Kerr-McGee management averred that the plant was in compliance with all government regulations; however, the jury accepted the argument that, with so hazardous a substance as plutonium, compliance was not sufficient to guarantee worker safety.

The documents that Karen Silkwood had promised to the reporter—which were not found at the accident scene—were supposed to prove the existence of serious safety problems at Kerr-McGee. Silkwood's own contamination almost certainly had not occurred at work, but in the apartment she shared with fellow lab analyst Sherri Ellis. The jury rejected Kerr-McGee's defense that Silkwood had spiked her own urine samples with plutonium or had deliberately contaminated herself. Journalist Richard Rashke, in his carefully documented account of Silkwood's death and the subsequent official investigations, suggests that someone at Kerr-McGee may have contaminated Silkwood to frighten her into dropping her union activism.

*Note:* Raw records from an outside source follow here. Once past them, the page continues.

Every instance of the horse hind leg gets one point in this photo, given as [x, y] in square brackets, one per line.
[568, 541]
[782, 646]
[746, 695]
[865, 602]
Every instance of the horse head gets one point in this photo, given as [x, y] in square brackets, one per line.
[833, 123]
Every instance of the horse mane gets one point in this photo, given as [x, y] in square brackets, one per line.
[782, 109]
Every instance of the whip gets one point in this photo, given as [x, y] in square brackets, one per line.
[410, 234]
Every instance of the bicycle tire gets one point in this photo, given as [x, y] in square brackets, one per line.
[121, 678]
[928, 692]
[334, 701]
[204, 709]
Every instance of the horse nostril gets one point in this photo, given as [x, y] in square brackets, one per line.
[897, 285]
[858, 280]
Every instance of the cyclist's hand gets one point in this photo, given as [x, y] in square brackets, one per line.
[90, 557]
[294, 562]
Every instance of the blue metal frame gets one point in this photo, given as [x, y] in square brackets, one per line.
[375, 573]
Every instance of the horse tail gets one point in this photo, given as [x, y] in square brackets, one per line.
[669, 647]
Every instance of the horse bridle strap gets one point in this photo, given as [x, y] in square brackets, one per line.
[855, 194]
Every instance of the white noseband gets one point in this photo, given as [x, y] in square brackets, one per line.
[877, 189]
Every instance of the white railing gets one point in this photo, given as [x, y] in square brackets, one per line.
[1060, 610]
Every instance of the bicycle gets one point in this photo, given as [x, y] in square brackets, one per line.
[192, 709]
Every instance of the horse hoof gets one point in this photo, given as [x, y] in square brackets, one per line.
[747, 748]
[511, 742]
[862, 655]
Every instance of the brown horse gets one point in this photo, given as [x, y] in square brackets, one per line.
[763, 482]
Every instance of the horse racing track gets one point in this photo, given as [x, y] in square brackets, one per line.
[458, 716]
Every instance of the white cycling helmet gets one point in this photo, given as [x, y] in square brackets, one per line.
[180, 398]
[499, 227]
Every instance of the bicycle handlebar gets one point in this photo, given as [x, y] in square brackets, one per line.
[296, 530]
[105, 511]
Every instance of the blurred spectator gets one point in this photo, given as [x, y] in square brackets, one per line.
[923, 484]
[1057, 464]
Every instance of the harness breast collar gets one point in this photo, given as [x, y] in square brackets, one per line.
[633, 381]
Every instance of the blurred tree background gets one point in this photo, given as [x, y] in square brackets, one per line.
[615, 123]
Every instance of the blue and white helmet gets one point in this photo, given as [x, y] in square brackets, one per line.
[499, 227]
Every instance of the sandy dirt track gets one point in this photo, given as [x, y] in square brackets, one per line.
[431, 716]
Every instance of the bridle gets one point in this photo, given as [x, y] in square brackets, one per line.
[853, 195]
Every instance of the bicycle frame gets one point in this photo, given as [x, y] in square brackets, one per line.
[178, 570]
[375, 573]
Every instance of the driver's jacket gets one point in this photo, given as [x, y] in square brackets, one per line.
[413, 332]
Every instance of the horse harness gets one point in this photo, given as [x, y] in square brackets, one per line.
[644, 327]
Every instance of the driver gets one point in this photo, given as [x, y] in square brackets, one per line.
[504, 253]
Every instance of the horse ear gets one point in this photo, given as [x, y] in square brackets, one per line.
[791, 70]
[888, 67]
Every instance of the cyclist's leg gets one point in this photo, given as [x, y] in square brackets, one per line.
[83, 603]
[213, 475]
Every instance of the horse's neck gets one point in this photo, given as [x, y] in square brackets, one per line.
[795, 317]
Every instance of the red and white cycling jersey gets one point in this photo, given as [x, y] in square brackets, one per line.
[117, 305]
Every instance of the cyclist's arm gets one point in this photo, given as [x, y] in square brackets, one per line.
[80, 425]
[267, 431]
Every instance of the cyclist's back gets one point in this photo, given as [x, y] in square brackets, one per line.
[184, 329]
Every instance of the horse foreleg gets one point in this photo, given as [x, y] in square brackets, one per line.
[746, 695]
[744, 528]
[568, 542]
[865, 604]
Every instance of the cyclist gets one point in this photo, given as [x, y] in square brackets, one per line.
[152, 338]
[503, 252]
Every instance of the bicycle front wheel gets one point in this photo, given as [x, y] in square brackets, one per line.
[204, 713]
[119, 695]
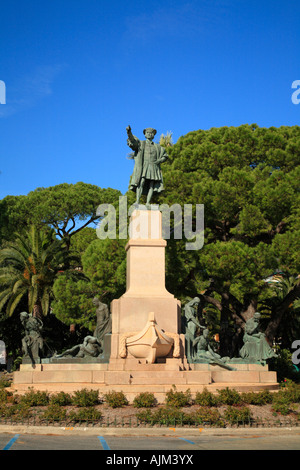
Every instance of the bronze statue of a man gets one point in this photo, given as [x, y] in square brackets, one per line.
[147, 176]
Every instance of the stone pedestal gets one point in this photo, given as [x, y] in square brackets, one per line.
[145, 289]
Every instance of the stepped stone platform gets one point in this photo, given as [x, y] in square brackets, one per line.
[135, 377]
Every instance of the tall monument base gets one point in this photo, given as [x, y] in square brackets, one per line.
[147, 348]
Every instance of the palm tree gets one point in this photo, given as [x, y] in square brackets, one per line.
[28, 267]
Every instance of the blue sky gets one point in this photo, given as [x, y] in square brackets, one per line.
[78, 72]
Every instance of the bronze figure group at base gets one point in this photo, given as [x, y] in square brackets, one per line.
[255, 349]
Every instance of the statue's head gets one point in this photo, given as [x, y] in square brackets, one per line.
[149, 133]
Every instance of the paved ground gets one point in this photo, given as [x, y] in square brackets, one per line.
[180, 440]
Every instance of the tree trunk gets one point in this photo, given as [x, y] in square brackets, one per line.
[280, 311]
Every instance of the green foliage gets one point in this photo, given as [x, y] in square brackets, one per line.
[85, 397]
[34, 398]
[144, 400]
[115, 399]
[178, 399]
[206, 398]
[208, 416]
[257, 398]
[61, 207]
[28, 268]
[247, 178]
[169, 416]
[104, 263]
[227, 396]
[54, 412]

The negligence suit had originally been intended as one prong of two-part assault on Kerr-McGee Nuclear. Silkwood's father and activist lawyer Dan Sheehan planned to sue the company for conspiring to violate Silkwood's civil rights by preventing her from reporting problems. This suit was abandoned for lack of definitive evidence, even as it led into a tangle of alleged Federal Bureau of Investigation (FBI) actions against anti-nuclear activists. Government interest in protecting Kerr-McGee Nuclear would not be entirely surprising, thanks to founder Bob Kerr's long career as a powerful Oklahoma Senator.